Rapid Growth of Lung Nodules due to Combined Pulmonary Vasculitis, Silicoanthracosis, and Chondrocalcinosis.

Background. Silicoanthracosis is a pneumoconiosis due to occupational inhalation of silica and carbon dusts. Clinically, it can be associated with vasculitis or rheumatoid arthritis. In association with these diseases, silicoanthracosis can present within the lung with multiple pulmonary nodules which, as a differential diagnosis, can mimic metastatic disease or multiple abscesses. Case Presentation. We present the case of a 62-year old former pit worker with pulmonary nodules, chondrocalcinosis due to calcium pyrophosphate deposition (CPPD), and a history of renal cancer. Within a short period of time, pulmonary nodules grew rapidly. Thoracoscopically, the resected lung specimen revealed silicoanthracosis associated with small-to-medium-size vasculitis in the presence of antineutrophil cytoplasmatic autoantibodies (c-ANCA). Conclusion. Pulmonary silicoanthracotic lesions on the base of ANCA-associated vasculitis and CPPD arthritis can rapidly grow.

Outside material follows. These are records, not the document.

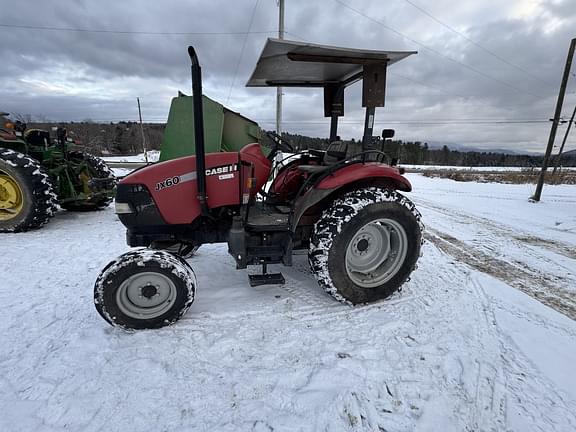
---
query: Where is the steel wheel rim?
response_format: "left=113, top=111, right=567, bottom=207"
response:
left=0, top=171, right=24, bottom=221
left=345, top=219, right=408, bottom=288
left=116, top=272, right=176, bottom=319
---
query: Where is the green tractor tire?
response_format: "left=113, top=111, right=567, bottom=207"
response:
left=60, top=151, right=115, bottom=211
left=0, top=148, right=57, bottom=232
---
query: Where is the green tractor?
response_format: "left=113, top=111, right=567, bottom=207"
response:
left=0, top=113, right=116, bottom=232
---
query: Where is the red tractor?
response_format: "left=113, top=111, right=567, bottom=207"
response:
left=94, top=39, right=423, bottom=329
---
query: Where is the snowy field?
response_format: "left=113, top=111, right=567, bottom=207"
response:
left=0, top=174, right=576, bottom=432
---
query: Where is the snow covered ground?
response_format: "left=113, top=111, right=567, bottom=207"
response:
left=0, top=174, right=576, bottom=432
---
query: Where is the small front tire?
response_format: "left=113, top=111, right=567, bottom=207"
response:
left=94, top=249, right=197, bottom=330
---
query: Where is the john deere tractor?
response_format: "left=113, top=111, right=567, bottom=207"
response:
left=0, top=113, right=115, bottom=232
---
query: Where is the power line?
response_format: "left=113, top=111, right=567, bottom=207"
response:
left=404, top=0, right=553, bottom=86
left=226, top=0, right=260, bottom=104
left=258, top=119, right=549, bottom=126
left=0, top=23, right=276, bottom=36
left=334, top=0, right=545, bottom=99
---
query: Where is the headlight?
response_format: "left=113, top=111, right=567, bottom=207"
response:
left=114, top=201, right=134, bottom=214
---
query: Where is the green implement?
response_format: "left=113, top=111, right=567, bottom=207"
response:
left=160, top=95, right=262, bottom=161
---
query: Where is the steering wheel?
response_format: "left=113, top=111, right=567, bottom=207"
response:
left=264, top=131, right=294, bottom=153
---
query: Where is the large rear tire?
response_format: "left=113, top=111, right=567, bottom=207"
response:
left=94, top=249, right=196, bottom=330
left=0, top=148, right=56, bottom=232
left=308, top=187, right=424, bottom=304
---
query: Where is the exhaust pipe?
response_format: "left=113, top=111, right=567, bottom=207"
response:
left=188, top=46, right=208, bottom=216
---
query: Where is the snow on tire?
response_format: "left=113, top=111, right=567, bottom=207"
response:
left=308, top=187, right=424, bottom=304
left=0, top=148, right=57, bottom=232
left=94, top=249, right=197, bottom=330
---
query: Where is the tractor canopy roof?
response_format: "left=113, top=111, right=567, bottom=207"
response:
left=246, top=39, right=416, bottom=87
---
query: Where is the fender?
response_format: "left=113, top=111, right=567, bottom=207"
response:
left=315, top=162, right=412, bottom=192
left=292, top=162, right=412, bottom=231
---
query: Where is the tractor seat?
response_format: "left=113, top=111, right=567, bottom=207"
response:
left=298, top=141, right=348, bottom=174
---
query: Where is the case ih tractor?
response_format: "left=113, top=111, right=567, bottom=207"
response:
left=0, top=117, right=116, bottom=233
left=94, top=39, right=423, bottom=329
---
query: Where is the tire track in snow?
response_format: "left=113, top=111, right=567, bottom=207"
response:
left=470, top=276, right=576, bottom=432
left=414, top=197, right=576, bottom=260
left=425, top=228, right=576, bottom=319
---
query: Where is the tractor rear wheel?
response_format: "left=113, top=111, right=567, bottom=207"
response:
left=308, top=187, right=423, bottom=304
left=60, top=151, right=115, bottom=211
left=94, top=249, right=196, bottom=330
left=0, top=148, right=56, bottom=232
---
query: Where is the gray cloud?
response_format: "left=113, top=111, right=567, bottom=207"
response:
left=0, top=0, right=576, bottom=151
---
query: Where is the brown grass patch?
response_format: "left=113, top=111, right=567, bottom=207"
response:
left=421, top=169, right=576, bottom=184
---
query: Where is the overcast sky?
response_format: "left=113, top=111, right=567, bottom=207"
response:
left=0, top=0, right=576, bottom=151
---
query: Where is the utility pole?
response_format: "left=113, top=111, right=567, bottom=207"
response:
left=276, top=0, right=284, bottom=135
left=552, top=106, right=576, bottom=175
left=136, top=97, right=148, bottom=163
left=530, top=38, right=576, bottom=202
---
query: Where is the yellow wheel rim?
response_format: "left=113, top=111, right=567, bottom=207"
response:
left=0, top=171, right=24, bottom=221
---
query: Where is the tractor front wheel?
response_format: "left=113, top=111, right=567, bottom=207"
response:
left=94, top=249, right=196, bottom=330
left=308, top=187, right=423, bottom=304
left=0, top=149, right=56, bottom=232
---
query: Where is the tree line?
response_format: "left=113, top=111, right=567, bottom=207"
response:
left=2, top=116, right=576, bottom=167
left=282, top=133, right=576, bottom=167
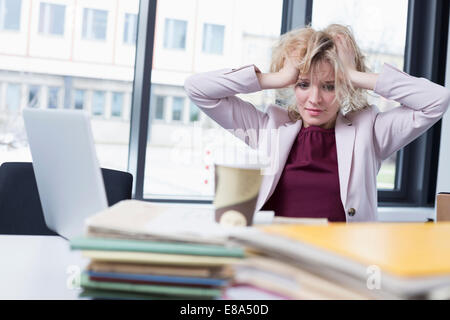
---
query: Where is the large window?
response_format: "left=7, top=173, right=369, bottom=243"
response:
left=142, top=0, right=283, bottom=201
left=203, top=23, right=225, bottom=54
left=83, top=8, right=108, bottom=40
left=123, top=13, right=137, bottom=45
left=73, top=89, right=86, bottom=110
left=111, top=92, right=124, bottom=118
left=92, top=91, right=106, bottom=116
left=154, top=96, right=166, bottom=120
left=312, top=0, right=408, bottom=190
left=0, top=0, right=138, bottom=175
left=6, top=83, right=21, bottom=112
left=39, top=2, right=66, bottom=35
left=47, top=87, right=60, bottom=109
left=164, top=18, right=187, bottom=49
left=172, top=97, right=184, bottom=121
left=28, top=85, right=41, bottom=108
left=0, top=0, right=22, bottom=30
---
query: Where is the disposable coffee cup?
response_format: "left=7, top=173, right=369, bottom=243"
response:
left=213, top=163, right=262, bottom=226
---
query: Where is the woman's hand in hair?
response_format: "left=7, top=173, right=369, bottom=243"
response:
left=334, top=35, right=378, bottom=90
left=334, top=34, right=356, bottom=72
left=256, top=57, right=299, bottom=90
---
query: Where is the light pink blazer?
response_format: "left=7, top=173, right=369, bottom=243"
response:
left=184, top=64, right=450, bottom=222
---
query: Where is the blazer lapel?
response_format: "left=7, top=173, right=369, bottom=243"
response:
left=335, top=112, right=355, bottom=209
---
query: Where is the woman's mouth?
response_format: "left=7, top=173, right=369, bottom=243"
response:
left=305, top=108, right=323, bottom=117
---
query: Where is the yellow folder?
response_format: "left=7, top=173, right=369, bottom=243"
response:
left=260, top=222, right=450, bottom=277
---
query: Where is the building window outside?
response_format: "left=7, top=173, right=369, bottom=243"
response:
left=164, top=19, right=187, bottom=50
left=202, top=23, right=225, bottom=54
left=189, top=102, right=200, bottom=122
left=111, top=92, right=124, bottom=117
left=155, top=96, right=166, bottom=120
left=123, top=13, right=137, bottom=45
left=48, top=87, right=59, bottom=109
left=28, top=85, right=41, bottom=108
left=172, top=97, right=184, bottom=121
left=92, top=91, right=105, bottom=116
left=6, top=83, right=21, bottom=111
left=39, top=2, right=66, bottom=35
left=73, top=89, right=85, bottom=110
left=83, top=8, right=108, bottom=40
left=0, top=0, right=22, bottom=30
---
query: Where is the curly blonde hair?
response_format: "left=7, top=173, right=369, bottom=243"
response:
left=270, top=24, right=368, bottom=121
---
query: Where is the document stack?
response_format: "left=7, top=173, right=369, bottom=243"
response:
left=225, top=223, right=450, bottom=299
left=71, top=200, right=244, bottom=299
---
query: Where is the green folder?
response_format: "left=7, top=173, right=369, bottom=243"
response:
left=70, top=237, right=244, bottom=258
left=80, top=272, right=222, bottom=299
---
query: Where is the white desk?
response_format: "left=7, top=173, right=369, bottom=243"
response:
left=0, top=235, right=88, bottom=299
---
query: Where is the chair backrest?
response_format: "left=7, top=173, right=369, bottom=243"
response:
left=0, top=162, right=133, bottom=235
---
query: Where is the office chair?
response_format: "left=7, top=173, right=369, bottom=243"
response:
left=0, top=162, right=133, bottom=235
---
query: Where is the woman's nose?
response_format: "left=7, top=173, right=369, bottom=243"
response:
left=309, top=86, right=321, bottom=104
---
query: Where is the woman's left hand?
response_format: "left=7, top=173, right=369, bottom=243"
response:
left=334, top=34, right=356, bottom=72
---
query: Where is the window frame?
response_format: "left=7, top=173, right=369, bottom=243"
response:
left=0, top=0, right=23, bottom=31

A mutual correlation between silicoanthracosis, ANCA-associated vasculitis, and CPPD seems possible. Apart from this, consideration of metastatic disease should be obligatory in patients with a history of cancer at the same time being immunosuppressed.

1. Background

Silicoanthracosis (SA) is a pneumoconiosis derived from accumulation of carbon and silica in the lungs from inhaled coal dust; the silica content can produce fibrous nodules throughout the body [1]. Histology shows central necrosis with giant cell infiltration or classical silicotic nodules. Patients occasionally suffer from dry cough and progressive lung function decline. However, the course of the disease can vary in the context of other diseases. There is evidence that silicosis can induce various forms of autoimmune diseases such as systemic sclerosis and rheumatoid arthritis (RA) [2]. Also, recent data suggest that silicosis increases the risk of development of anticytoplasmatic neutrophilic antibody- (ANCA-) associated vasculitis [3].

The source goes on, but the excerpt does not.